Já fora da presidência, Bolsonaro conseguiu
mobilizar grande público, como em 25 de fevereiro deste ano. No 7 de setembro,
o ato foi mais modesto, mas ainda assim relevante. Em ambos, a bronca foi para
o julgamento no STF, em meio a questionamentos da classe jurídica em relação à
condução do processo e ao tamanho das penas.
Nas muitas pesquisas populares recentes —
como sobre ter ocorrido uma tentativa de golpe, a participação de Bolsonaro, a
pena de 27 anos ser apropriada e o apoio à anistia —, os resultados não têm
maioria confortável. Esse quadro de forte divisão recomenda, pois, zelo
redobrado do STF na tomada de decisões e na comunicação à sociedade.
O Congresso não sai ileso, sofrendo também
com as reduzidas aprovação e confiança da sociedade. Os atos no domingo passado
tiveram público semelhante aos de 7 de setembro, e foram motivados pela
desaprovação à agenda parlamentar relativa à PEC da Blindagem e à proposta de
anistia para condenados por tentativa de golpe de Estado.
Em que pese o antagonismo político no país,
há algo mais profundo que é a baixa confiança da sociedade nas instituições. O
mal-estar da sociedade está cada vez mais evidente.
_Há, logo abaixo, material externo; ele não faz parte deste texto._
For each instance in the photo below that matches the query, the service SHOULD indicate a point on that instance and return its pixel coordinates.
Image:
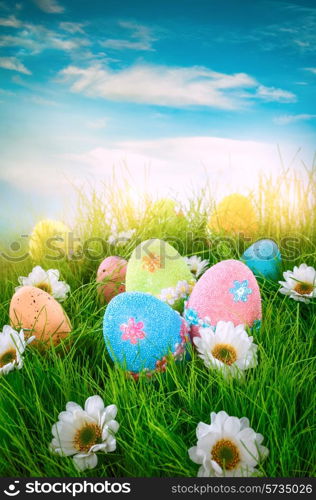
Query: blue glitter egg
(140, 331)
(264, 259)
A primeira reação dos mercados aos protestos
foi negativa, conforme refletido nos preços de ativos logo na abertura das
negociações na segunda-feira. A queda da Bolsa e a alta do dólar foram na
contramão dos movimentos globais. Os ventos da campanha eleitoral de 2026 já
estão fazendo preço.
As manifestações de desaprovação aos dois
Poderes não devem ser confundidas, porém, com intenção de voto em 2026. Se
tanto, podem refletir o anseio por alternativas políticas com capacidade de
resgatar o maior equilíbrio entre os poderes e seu melhor funcionamento, com a
necessária autocontenção. Executivo fraco prejudica o diálogo e desequilibra os
Poderes.
Os protestos, concordando-se ou não com eles,
revelam uma sociedade mais vigilante e exigente em relação ao funcionamento das
instituições.
As falhas institucionais prejudicam o bom
funcionamento do Estado e o avanço de reformas estruturais. Melhor uma
sociedade participativa, dentro do espírito democrático, do que indiferente a
esse quadro.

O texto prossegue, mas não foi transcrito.